New Jersey courts denied visitation rights for both grandparents and dismissed their complaint in March 2011. The judge reprimanded the grandparents for their "contemptible actions’’. He cited their repeated attempts to undermine the father-son relationship by playing a major part in the original Brazilian litigation, as well as their relentless legal war in continuing litigation in both US and Brazilian courts even after Sean's return.

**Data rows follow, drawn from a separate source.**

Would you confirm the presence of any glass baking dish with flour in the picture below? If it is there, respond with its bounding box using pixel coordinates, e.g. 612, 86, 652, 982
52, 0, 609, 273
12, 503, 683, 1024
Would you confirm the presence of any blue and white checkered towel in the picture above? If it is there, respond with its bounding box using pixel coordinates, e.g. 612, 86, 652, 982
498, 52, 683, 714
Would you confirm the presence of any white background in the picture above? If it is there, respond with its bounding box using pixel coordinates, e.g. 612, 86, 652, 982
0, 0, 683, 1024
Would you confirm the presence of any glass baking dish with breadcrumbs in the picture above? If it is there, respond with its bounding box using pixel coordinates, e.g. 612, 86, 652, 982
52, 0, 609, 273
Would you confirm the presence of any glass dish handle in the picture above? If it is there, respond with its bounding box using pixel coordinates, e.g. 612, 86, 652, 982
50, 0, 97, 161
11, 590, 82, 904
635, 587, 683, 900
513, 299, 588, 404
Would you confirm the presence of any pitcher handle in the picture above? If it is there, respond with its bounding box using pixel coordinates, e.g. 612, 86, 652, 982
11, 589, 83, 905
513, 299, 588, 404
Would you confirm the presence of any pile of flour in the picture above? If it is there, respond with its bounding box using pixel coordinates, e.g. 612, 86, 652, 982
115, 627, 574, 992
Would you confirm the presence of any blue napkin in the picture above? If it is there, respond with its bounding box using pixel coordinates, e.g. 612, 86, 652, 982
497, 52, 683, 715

Media coverage continued after the return:
- NBC paid for a charter flight for David Goldman and 9-year-old Sean back to the U.S. NBC News correspondent Jeff Rossen, along with other members of his team, was on board the plane. The Society of Professional Journalists condemned NBC News for practicing "checkbook journalism" by chartering the jet. Mr. Goldman stated in his book, A Father's Love, that NBC had already chartered the jet to fly its news crew home in time for Christmas Day, and when the courts granted him custody on December 24, NBC offered the ride so that he wouldn't have to risk taking a public flight.
- On 8 January 2010, Dateline NBC broadcast a special on the case upon the successful return of the child to his father. The 2-hour special presented by Meredith Vieira was titled "Bringing Sean Home: The Untold Story". Parts of the exclusive interview and shots of the father-son reunion were broadcast on NBC's Today on 28 December 2009. Parts of this special were aired in Brazil by Rede Record newsmagazine series Domingo Espetacular presented by Paulo Henrique Amorim, on 17 January 2010.
- The season 20 episode of Law & Order titled "Brazil" was inspired by the custody case.
- On April 27, 2012, Dateline aired an interview with Sean Goldman that was conducted by Meredith Vieira.

==Reforms==
As a result of this case and the media attention, Representative Chris Smith of New Jersey proposed a new law in 2013. The "Sean and David Goldman International Child Abduction Prevention and Return Act of 2014" was passed into law after being approved by US Congress and signed by President Barack Obama. The law requires the US State Department to submit an annual report to Congress on countries' compliance with their obligations under the Hague Child Abduction Convention.